54 家の町
駅前に、近所で有名なホームレスがいた。本人はすごく根がいい人で、挨拶したら返してくれる。でも、誰もそのホームレスを助けない。
ホームレスの人が一体どうしてホームレスになったのか、ホームレスをやっていて苦しいことはないのか、時々気にはなった。でも、それを質問するのはどこかはばかられて、自分で調べてみることにした。
そこで、こんなシナリオではないかと考えた。
駅前のホームレスさんは、もともと家との反り合いが悪く、働けるようになるとすぐ家を出た。その後何らかの事情で失職し、再就職できないまま家と連絡がつくことを恐れて生活保護の申請をしなかった。最終的に家賃が払えなくなり、持ち物を最低限残して売り払い、住んでいたアパートから出た。その後、いくつかの場所を転々としつつ、最終的にあの駅前に落ち着くようになった。住所もなければ親身な身寄りもなく、身寄りに探されることを恐れている。だからあの人は、あの生活から逃げ出せない。
ホームレスさんの名前も、本当の事情も何一つ知りはしないけれど、そう考えるとてこでも動かないような気がした。
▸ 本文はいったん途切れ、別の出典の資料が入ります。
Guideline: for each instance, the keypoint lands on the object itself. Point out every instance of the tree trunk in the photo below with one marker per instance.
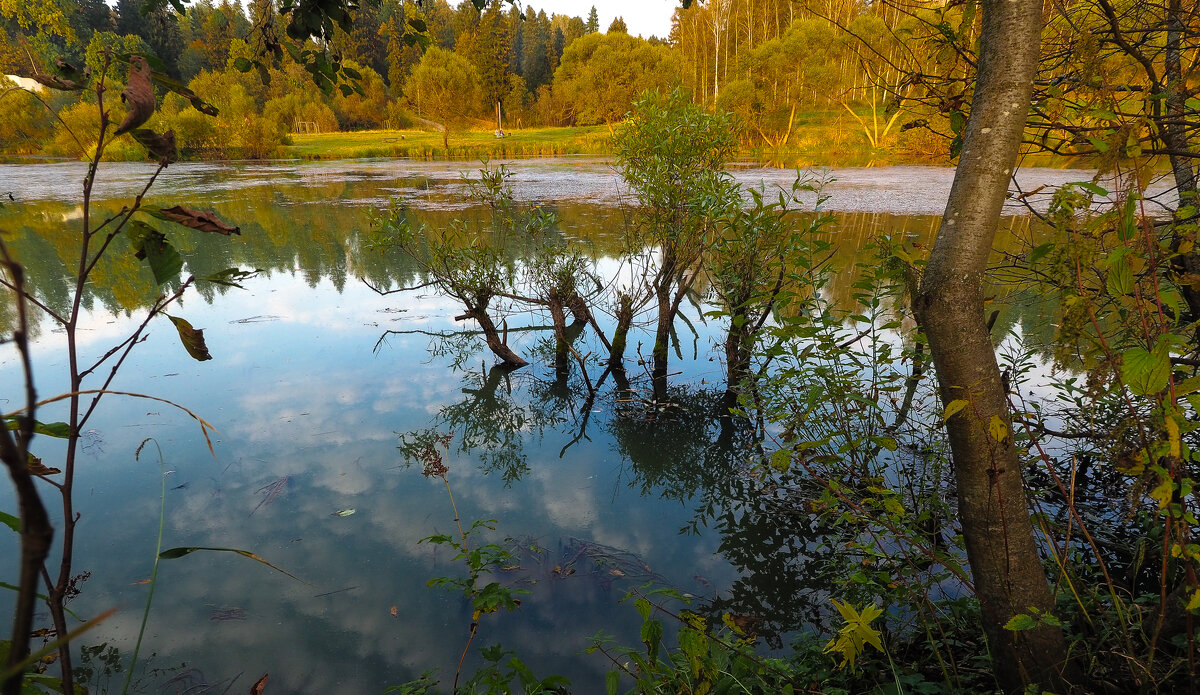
(665, 321)
(510, 359)
(621, 334)
(993, 509)
(562, 347)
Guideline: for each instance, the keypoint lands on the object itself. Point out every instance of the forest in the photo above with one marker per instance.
(774, 64)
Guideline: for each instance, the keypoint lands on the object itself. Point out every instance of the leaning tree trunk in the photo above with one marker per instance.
(993, 510)
(496, 342)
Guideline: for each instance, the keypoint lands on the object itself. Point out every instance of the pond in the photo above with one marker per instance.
(316, 379)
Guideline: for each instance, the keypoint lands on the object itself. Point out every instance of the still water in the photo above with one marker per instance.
(315, 379)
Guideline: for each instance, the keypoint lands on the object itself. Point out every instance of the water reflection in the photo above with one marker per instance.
(580, 466)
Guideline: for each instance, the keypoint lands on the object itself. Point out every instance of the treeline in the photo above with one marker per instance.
(760, 59)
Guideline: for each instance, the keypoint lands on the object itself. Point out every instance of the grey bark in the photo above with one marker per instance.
(993, 508)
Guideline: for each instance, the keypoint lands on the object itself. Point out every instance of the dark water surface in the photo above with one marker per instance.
(313, 379)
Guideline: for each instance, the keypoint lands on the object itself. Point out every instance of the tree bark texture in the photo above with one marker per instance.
(993, 508)
(510, 359)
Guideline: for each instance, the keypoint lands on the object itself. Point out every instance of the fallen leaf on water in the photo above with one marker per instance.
(191, 337)
(257, 688)
(198, 220)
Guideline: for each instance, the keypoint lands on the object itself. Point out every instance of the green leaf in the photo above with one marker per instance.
(178, 552)
(1091, 189)
(1119, 281)
(192, 339)
(1146, 372)
(1127, 228)
(1041, 251)
(151, 246)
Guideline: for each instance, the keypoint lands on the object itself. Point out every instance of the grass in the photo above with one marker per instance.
(463, 144)
(820, 137)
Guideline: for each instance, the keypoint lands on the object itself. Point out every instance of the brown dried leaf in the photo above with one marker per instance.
(138, 96)
(192, 339)
(198, 220)
(257, 688)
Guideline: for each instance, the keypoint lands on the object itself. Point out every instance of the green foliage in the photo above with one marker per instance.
(601, 75)
(703, 658)
(672, 154)
(444, 87)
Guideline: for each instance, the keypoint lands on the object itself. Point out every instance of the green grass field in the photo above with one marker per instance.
(463, 144)
(820, 138)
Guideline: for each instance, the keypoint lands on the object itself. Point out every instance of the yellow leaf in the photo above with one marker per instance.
(856, 634)
(1164, 492)
(954, 407)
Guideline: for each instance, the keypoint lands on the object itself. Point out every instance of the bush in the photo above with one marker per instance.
(27, 121)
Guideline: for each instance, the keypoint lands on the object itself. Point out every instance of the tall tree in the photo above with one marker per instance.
(491, 53)
(994, 511)
(444, 87)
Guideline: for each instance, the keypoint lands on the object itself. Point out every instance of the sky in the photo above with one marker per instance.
(642, 17)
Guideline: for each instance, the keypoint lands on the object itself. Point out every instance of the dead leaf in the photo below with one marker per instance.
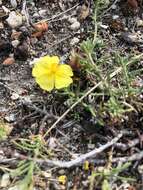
(41, 27)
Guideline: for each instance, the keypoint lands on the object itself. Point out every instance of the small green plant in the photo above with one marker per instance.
(107, 176)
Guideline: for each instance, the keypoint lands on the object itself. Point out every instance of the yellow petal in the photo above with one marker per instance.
(62, 81)
(46, 82)
(45, 65)
(62, 179)
(54, 59)
(40, 69)
(64, 70)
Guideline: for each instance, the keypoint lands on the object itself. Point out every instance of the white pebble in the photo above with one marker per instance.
(139, 22)
(14, 96)
(42, 13)
(15, 43)
(74, 41)
(75, 26)
(114, 17)
(72, 20)
(14, 20)
(13, 3)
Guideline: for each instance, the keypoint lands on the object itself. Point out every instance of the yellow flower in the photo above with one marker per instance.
(49, 73)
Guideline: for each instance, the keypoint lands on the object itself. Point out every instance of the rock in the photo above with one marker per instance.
(75, 26)
(5, 47)
(130, 38)
(22, 52)
(91, 146)
(1, 26)
(14, 20)
(13, 3)
(10, 118)
(139, 22)
(74, 41)
(72, 20)
(61, 172)
(9, 61)
(14, 96)
(15, 43)
(42, 13)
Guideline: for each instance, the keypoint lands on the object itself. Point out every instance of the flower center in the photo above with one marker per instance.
(54, 68)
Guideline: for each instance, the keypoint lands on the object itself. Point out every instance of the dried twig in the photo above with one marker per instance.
(76, 161)
(87, 93)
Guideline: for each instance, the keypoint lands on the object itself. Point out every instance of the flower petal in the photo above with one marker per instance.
(54, 59)
(45, 65)
(62, 82)
(46, 82)
(64, 70)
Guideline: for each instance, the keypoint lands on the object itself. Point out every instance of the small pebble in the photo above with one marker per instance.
(10, 118)
(9, 61)
(61, 172)
(15, 43)
(1, 25)
(74, 41)
(13, 3)
(139, 22)
(91, 146)
(14, 20)
(14, 96)
(72, 20)
(114, 17)
(42, 13)
(75, 26)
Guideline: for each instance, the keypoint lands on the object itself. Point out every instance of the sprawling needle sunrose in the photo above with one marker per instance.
(49, 73)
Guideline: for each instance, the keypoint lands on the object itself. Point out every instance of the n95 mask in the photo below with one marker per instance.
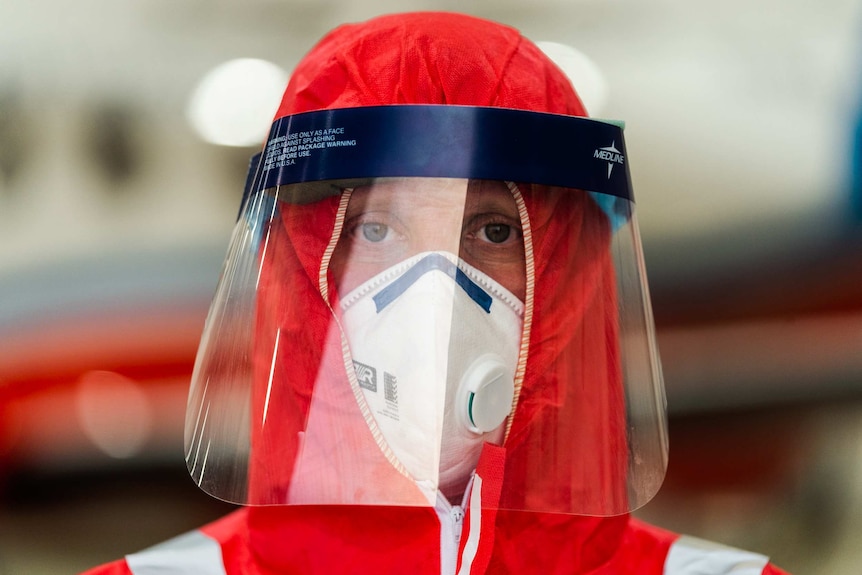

ホームレスさんについて、自分がしてやれることはないだろうか。そう思い、雨が降る中駅前まで散歩が照れ見に行った。ホームレスさんは破れた傘をさして雨をよけていた。近くのコンビニに入って、一番大きくて安いビニール傘を買った。俺はその傘をホームレスさんのところまで持っていって、「これ、よかったらどうぞ。古い傘も俺が捨てときますから」と言った。
ホームレスさんはぽかんとしていて、もしかして余計なお世話だったかと恥ずかしくなった。
「いらないなら、いいです。えっと、寒いんで気を付けて」
「あ、ええと、違う、傘くれるならありがたいけど、俺そんなかわりにあげられる物なんてないよ」
「あ…いや、そうですか、じゃあ、えっと…」
俺は周りを見渡して、雨に濡れているタバコの吸い殻を見つけた。
「晴れてる時でいいんで、こういう吸い殻とかのゴミ拾うとかお願いしてもいいですか。ここでゴミ拾いしてる人いないし。ゴミ袋は今度また持ってくるんで。俺が勝手に言い出したことだから、誰かに言われたら✕✕が言ってたって言えばいいです。✕✕です。えっとあなたは」
「〇〇です。本当に貰っていいかな。じゃあ、晴れたらゴミ拾いするよ。でもあんまり遠くまではできないよ。俺この段ボールが家だから。撤去されたら困るからね」
「いいっすよ。俺もゴミ拾いしようかなー。この町好きなんで」
「俺もこの町好きだよ。君みたいな優しい人いるし。この段ボールも貰い物」
にかっと笑った〇〇さんは、全然暗い過去があるような感じがしない。まあ過去なんて俺の妄想だしな。
それから、〇〇さんはちまちまとゴミを拾い始めた。俺はいっぱいになったゴミ袋を回収したり、一緒にやっていたら、徐々に人が集まり始めた。〇〇さんは町の人気者になりつつあった。
ある時、そんな〇〇さんが亡くなったと聞いた。〇〇さんは車道に飛び出た子供を助けて亡くなったそうだ。俺は〇〇さんの咄嗟の行動に静かに手を合わせるしかなかった。〇〇さんは最後にはこの町に生きられたことを喜んでいたそうだ。この町が〇〇さんの家になれたのだ。
ゴミ拾いの活動は今も続いている。あの段ボールがあった場所には、今も花が手向けられる。